Hey! I’m James and I’m going to be learning Clojure this month

(? “Why learn Clojure”)

I’ve recently found myself “fun-employed” through my own choosing going into 2023. This is the first time in a while I haven’t had a critical, all consuming project breathing down my neck in many years and want to spend some time learning a new paradigm while also experimenting in public (a little).

Clojure itself seems to be frequently hailed as a mind-bending, unique, and amazing language by a lot of people I respect and some people who get lots of fake internet points on hackernews.

If you want to try Clojure quickly you can use this site to do so purely online

Who are you

At present I’m your average developer that works primarily in the API development/DevOps development space for early stage startups building complex web applications in the workflow/automation space.

While I primarily work in Typescript for application development I also have a decent bit of experience across functional (Scala), imperative (Typescript, Go, Rust), and Object Oriented (Typescript, Java, Ruby) development professionally.

What this is not

This series will probably not teach you Clojure.
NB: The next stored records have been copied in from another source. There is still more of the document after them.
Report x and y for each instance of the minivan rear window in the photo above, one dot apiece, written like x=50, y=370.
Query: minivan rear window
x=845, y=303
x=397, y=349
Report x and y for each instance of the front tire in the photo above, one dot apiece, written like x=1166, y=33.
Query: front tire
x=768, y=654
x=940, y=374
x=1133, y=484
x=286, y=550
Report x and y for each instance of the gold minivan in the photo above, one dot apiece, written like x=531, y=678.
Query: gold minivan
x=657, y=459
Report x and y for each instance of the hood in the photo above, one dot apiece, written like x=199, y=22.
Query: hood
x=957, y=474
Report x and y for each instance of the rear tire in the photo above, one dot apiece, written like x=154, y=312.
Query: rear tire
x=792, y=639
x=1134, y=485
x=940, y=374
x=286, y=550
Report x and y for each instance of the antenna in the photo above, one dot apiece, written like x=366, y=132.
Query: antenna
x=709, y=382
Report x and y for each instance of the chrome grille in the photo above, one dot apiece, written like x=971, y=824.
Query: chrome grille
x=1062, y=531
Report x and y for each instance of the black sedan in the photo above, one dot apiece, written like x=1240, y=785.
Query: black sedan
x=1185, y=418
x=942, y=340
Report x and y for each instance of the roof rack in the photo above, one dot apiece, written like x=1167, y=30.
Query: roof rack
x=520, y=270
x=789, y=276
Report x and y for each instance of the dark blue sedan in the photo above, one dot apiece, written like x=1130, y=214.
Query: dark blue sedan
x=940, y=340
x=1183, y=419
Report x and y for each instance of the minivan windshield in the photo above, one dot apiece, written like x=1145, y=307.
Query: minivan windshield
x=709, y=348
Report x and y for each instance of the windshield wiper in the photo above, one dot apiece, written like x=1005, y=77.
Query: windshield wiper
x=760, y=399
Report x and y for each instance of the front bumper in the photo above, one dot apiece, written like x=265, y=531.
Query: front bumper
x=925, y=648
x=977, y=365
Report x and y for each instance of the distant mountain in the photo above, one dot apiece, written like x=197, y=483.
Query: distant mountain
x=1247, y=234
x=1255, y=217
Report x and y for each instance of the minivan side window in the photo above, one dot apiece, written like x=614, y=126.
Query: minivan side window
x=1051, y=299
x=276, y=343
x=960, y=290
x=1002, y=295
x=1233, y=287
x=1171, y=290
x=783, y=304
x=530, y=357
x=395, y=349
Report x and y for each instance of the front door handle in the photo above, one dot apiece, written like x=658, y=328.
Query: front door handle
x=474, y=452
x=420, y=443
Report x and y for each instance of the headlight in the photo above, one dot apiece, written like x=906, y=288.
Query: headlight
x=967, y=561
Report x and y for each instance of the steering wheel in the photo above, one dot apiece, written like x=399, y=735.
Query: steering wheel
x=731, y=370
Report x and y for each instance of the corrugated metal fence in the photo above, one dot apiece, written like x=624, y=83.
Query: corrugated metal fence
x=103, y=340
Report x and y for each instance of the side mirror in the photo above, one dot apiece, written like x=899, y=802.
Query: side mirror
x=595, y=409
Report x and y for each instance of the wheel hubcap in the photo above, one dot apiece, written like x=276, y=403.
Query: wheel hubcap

It’s going to be a bit more of a look into how I learn new concepts and what mistakes I make since I’ve been told I am a “voracious learner”.

Also I’m currently on holidays for December so I probably won’t even be posting an update for every day of the month!

Day One:

Step One: Assumptions about Clojure and what I want to learn

First I’ll define what it is that I want to learn and what I think Clojure is. This is always interesting to look back on in a few years time and see what was marketing and what really was revolutionary about any new piece of tech I learn.

  1. I will (probably) never find a job that uses Clojure. 0 jobs in Australia when I checked.
  2. Tooling will probably not be very easy to use/mature relative to Go/Typescript
  3. Clojure will probably be very slow to start and very memory heavy (JVM is the primary target)
  4. I will probably find the lack of static types to be infuriating. I haven’t touched a language without static types in a pretty long time since I hate refactoring others code in purely dynamic languages.
  5. The idea of editing production applications live from a REPL sounds like some horrific callback to a production Rails console and I don’t think I’ll approve.
  6. Clojure will likely improve the way I structure/write code because of:
  7. REPL driven development and an even faster iteration cycle
  8. Deeper exposure to data-oriented programming

Data oriented programming is of particular interest to me when architecting new web platforms. I frequently see issues arise from interspersing what should be configuration/data as hard coded values between class names, constants, and otherwise things that should be inputs to a program instead of the program itself.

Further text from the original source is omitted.